Il appelle en revanche de ses voeux la clarification des dispositions litigieuses à l'occasion de l'actualisation du code mondial antidopage, qui devrait aboutir lors de la Conférence mondiale de Madrid qui se tiendra en novembre prochain.
EXAMEN EN COMMISSION
Au cours de sa séance du mercredi 17 janvier 2006, la commission a procédé à l'examen du rapport pour avis de M. Alain Dufaut sur le projet de loi n° 153 (2006-2007) autorisant la ratification de la convention internationale contre le dopage dans le sport .
A l'issue de la présentation du rapporteur pour avis, M. Pierre Martin s'est inquiété du fait qu'un médecin généraliste faisant un constat de prise de produits dopants n'ait pas l'obligation de transmettre cette information aux autorités de lutte contre le dopage. Il s'est interrogé, ensuite, sur le faible nombre de contrôles positifs relevés sur le tennis et le football comparé au cyclisme, alors même que les calendriers sont très chargés. Il s'est demandé comment les autorités antidopage pouvaient connaître les lieux d'entraînement des sportifs qui sont aujourd'hui extrêmement mobiles à l'international. Il a jugé, enfin, que les sportifs, déclarés positifs devraient perdre plus systématiquement leurs gains, d'autant plus que la médiatisation du contrôle positif peut leur apporter des avantages financiers.
M. Alain Dufaut, rapporteur pour avis, a répondu que la loi du 5 avril 2006 sur la lutte contre le dopage et la santé des sportifs avait largement amélioré le contrôle médical des athlètes.
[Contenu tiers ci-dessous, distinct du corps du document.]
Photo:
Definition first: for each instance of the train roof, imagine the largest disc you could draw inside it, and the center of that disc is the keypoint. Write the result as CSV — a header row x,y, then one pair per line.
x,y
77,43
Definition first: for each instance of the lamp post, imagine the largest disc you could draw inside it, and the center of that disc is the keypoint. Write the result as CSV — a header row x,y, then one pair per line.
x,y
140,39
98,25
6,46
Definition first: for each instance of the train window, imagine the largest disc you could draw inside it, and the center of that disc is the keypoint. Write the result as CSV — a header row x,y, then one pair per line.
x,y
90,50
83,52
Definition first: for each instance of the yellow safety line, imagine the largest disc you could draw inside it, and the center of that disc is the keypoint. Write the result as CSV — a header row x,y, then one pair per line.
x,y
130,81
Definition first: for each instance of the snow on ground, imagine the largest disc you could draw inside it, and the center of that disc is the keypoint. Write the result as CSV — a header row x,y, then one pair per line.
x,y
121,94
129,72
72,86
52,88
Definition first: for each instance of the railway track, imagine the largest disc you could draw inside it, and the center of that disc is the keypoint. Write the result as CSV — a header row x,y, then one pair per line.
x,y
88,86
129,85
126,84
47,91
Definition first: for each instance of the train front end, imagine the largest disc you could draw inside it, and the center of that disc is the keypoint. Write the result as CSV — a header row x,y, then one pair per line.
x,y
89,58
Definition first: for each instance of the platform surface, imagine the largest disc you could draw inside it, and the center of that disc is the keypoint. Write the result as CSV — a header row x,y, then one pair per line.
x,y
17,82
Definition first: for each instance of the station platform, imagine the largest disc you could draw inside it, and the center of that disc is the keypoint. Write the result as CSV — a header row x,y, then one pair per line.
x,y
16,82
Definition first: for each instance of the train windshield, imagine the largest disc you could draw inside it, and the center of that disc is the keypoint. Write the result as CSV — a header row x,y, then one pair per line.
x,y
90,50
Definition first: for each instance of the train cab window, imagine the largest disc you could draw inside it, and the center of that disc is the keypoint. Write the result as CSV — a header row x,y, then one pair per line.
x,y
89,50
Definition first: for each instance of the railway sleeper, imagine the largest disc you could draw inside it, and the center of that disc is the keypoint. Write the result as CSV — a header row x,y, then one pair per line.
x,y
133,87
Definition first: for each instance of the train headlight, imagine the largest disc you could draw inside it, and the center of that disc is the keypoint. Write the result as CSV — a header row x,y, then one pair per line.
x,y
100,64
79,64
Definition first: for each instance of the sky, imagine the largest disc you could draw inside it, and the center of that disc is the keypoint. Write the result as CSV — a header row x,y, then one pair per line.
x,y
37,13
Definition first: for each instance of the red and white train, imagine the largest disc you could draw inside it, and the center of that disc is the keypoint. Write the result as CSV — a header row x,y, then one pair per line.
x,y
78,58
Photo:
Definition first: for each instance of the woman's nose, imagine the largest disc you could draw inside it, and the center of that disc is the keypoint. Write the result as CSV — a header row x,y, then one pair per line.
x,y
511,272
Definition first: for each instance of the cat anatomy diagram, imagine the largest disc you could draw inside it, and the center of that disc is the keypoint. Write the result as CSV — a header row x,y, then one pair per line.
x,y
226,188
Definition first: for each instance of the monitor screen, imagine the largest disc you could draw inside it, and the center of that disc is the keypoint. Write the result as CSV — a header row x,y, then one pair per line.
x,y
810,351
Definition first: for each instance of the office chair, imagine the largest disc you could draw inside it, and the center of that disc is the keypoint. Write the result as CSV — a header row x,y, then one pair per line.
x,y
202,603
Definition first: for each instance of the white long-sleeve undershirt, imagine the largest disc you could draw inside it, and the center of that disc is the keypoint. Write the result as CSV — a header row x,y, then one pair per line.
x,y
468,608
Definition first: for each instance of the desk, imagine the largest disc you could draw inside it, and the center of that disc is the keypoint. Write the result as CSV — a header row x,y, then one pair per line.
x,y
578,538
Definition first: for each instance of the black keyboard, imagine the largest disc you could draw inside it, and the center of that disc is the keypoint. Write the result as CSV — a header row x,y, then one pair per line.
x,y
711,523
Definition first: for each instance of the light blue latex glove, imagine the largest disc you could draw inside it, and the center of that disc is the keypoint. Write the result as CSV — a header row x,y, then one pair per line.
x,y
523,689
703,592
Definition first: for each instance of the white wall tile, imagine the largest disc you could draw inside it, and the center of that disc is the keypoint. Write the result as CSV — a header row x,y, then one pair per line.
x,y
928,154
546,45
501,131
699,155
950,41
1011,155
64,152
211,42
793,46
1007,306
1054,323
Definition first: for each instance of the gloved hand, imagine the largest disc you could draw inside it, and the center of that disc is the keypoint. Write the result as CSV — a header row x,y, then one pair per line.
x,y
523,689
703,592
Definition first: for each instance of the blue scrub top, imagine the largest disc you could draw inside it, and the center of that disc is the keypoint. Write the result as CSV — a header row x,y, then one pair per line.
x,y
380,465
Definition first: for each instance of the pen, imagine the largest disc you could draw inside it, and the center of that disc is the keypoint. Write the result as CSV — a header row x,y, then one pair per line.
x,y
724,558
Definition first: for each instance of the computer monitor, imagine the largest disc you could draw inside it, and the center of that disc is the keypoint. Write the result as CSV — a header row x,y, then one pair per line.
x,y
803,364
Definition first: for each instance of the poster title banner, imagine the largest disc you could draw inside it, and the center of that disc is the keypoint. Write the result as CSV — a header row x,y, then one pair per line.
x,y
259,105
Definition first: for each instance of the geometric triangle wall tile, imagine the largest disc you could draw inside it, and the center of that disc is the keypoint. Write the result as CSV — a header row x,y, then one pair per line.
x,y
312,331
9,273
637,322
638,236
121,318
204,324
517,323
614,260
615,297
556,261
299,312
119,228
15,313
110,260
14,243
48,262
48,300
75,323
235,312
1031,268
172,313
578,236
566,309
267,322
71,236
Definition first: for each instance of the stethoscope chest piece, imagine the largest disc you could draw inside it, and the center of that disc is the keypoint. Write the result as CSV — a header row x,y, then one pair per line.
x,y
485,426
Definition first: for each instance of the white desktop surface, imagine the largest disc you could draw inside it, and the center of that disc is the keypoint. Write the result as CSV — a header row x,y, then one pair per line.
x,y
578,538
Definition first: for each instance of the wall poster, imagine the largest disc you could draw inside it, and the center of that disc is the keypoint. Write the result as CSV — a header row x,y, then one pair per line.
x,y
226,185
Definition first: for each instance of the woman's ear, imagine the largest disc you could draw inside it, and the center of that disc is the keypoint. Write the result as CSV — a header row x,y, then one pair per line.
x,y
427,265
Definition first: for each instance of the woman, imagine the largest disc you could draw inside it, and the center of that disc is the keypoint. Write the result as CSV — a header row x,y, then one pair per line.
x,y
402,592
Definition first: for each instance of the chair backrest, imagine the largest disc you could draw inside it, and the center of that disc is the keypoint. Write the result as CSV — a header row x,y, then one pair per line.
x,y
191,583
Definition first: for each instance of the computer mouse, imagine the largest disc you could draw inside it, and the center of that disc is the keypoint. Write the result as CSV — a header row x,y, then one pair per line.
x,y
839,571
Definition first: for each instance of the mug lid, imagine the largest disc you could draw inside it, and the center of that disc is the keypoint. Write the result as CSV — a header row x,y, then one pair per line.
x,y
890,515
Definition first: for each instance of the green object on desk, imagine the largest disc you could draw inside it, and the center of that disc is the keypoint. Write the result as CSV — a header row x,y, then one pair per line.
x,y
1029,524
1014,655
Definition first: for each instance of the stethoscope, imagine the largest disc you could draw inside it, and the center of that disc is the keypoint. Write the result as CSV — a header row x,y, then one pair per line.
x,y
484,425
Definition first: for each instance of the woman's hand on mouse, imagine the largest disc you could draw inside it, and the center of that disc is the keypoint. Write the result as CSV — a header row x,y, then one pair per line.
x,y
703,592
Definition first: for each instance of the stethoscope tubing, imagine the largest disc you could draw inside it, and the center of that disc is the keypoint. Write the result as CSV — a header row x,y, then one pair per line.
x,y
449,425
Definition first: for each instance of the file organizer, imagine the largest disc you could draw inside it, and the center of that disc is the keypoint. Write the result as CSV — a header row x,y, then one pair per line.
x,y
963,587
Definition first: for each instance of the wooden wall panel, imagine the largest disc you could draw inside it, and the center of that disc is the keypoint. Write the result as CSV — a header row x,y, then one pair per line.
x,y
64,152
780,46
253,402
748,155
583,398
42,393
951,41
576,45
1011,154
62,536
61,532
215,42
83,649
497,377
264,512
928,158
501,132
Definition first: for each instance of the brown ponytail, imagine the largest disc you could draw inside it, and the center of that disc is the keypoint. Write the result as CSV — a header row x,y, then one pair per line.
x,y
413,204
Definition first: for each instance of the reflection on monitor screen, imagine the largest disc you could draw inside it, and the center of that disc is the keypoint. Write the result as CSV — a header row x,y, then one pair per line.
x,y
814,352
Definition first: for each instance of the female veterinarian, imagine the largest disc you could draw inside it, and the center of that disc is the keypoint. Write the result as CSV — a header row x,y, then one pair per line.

Il a souligné que si un médecin espagnol avait laissé entendre que des footballeurs ont profité de ses services, aucune preuve n'avait été faite à ce jour d'un système généralisé de dopage des footballeurs. Il a rappelé qu'au début de l'année, les sportifs devaient déposer devant les autorités de lutte contre le dopage leur programme et leurs lieux d'entraînement pour l'année. Chaque modification de ce calendrier doit être immédiatement signalée, sous peine de sanctions disciplinaires. Il a relevé, enfin, que certaines fédérations organisaient la procédure de retrait des gains, notant ainsi que le joueur de tennis Mariano Puerta avait dû rembourser une grande partie de ses gains de l'année 2005.
Suivant les conclusions de son rapporteur pour avis, la commission a donné, à l'unanimité, un avis favorable à l'adoption du projet de loi n° 153 (2006-2007) autorisant la ratification de la convention internationale contre le dopage dans le sport.
* 1 Jacques Anquetil dans un entretien au Journal France-Dimanche en 1967 déclarait : « il faut être un imbécile ou sacrément faux jeton pour s'imaginer qu'un cycliste professionnel qui court deux cent trente-cinq jours par an, par toutes les températures, et dans toutes les conditions, peut tenir le coup sans stimulants (...) ».
* 2 Signalons toutefois que le Conseil de l'Europe avait approuvé une résolution dans ce domaine en 1967, puis adopté une charte européenne contre le dopage dans le sport en 1984, et enfin, en 1989, une Convention contre le dopage, relayées au niveau international, dans le cadre de l'UNESCO, par une charte de l'éducation physique et du sport en 1978.
* 3 Aux termes de son article 37, « elle s'applique à partir du premier jour du mois suivant l'expiration d'un délai d'un mois après la date du dépôt du trentième instrument de ratification, d'approbation ou d'adhésion ». 41 États l'ont ratifié à ce jour. La liste des pays est consultable à l'adresse suivante : http://portal.unesco.org/la/convention.asp?language=F&KO=31037 .
* 4 CE, 15 juillet 2004, Gonzalez de Galdeano.
* 5 Chronique de l'Actualité Juridique du Droit Administratif, 2006, n° 36, La loi du 5 avril 2006 et l'Agence française de lutte contre le dopage.